# Plans for workbench with inverted power tool storage.



## cisco1011 (Oct 4, 2011)

Saw plans for a homemade workbench with inverted power tool storage. Like 4x8 or larger attached to lumber, with sections cut out and power tools attached and turned upside down in bench when not in use. Top could then be used for whatever needed. Do not remember where I saw it on the internet, help. Thanks. :thumbsup:


----------



## BradB (Jun 9, 2010)

Is this what you were looking for?

http://www.woodstore.net/flwoce.html


----------



## cisco1011 (Oct 4, 2011)

Like that, but, on a larger scale. For like a belt sander, drill press, grinder, scroll saw, etc. Thanks for the reply. :thumbsup:


----------



## davester84 (Aug 28, 2012)

Did you by chance find the plans? I'd like to do the same thing. 
Thanks


----------



## cisco1011 (Oct 4, 2011)

No, have not found it yet, but, still trying, thanks. :smile:


----------



## jharris2 (Jul 9, 2012)

http://tcs-knox.com/MyWorkbench.htm

Or this one if you simply configure it so that your machines can be shelved under the bench and placed on top for use.
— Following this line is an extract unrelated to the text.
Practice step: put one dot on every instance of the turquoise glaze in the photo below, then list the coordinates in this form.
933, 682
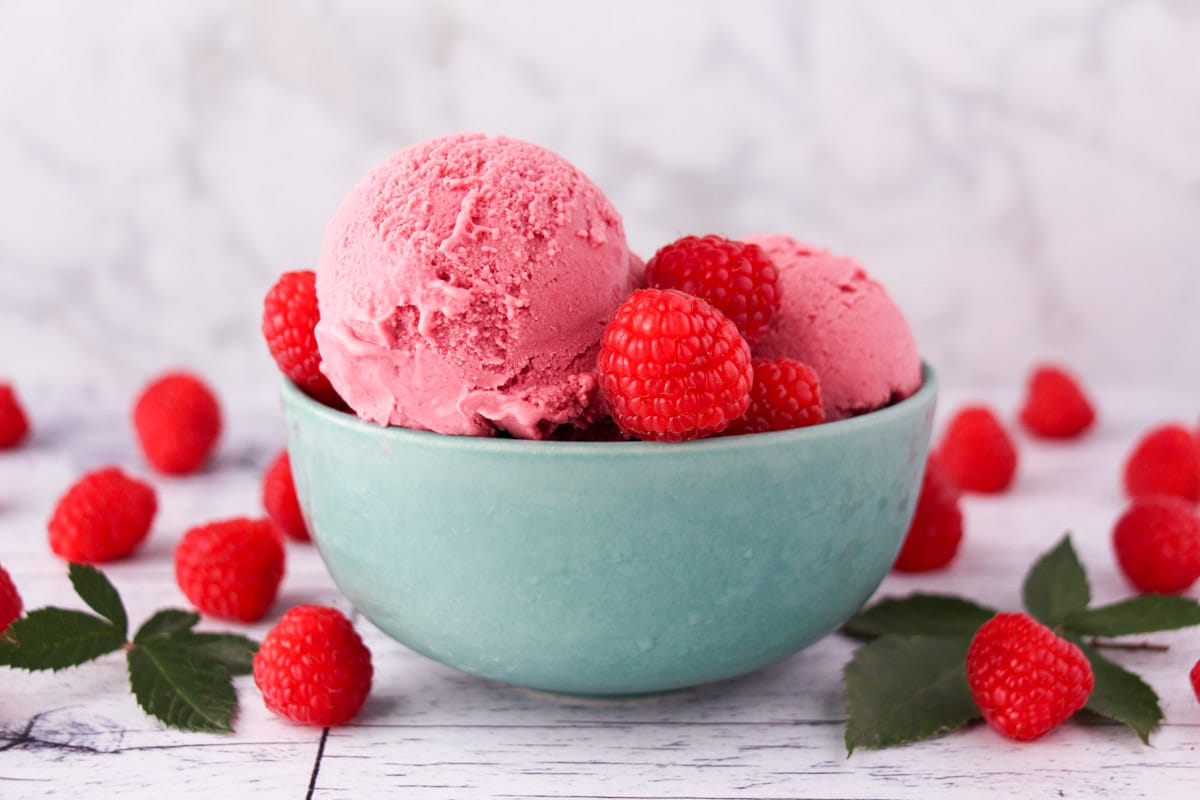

http://www.thisoldhouse.com/toh/m/how-to/intro/0,,20390500,00.html

Or... build flip-top carts for your machines. If you mount only one machine per cart you can park them under a bench designed for this purpose when their not in use.

You can also roll them out with the machines in the down position and use them as saw horses. 

These carts have +/- 24"X24" foot print so theoretically you could park 6 of them under a 4'x6' bench leaving the bench top clear for assembly, finishing etc.

http://www.google.com/search?hl=en&...41338691&qsubts=1355174101101&q=flip+top+cart

You could substitute one or two rolling shop carts for flip-tops for drawer or shelf storage. 

http://www.google.com/url?sa=t&sour...zIDYCg&usg=AFQjCNEylDTZ4vnEu0lcY5YLQXSebE_7OQ


http://www.woodworkingtalk.com/f13/another-flip-top-cart-45326/


----------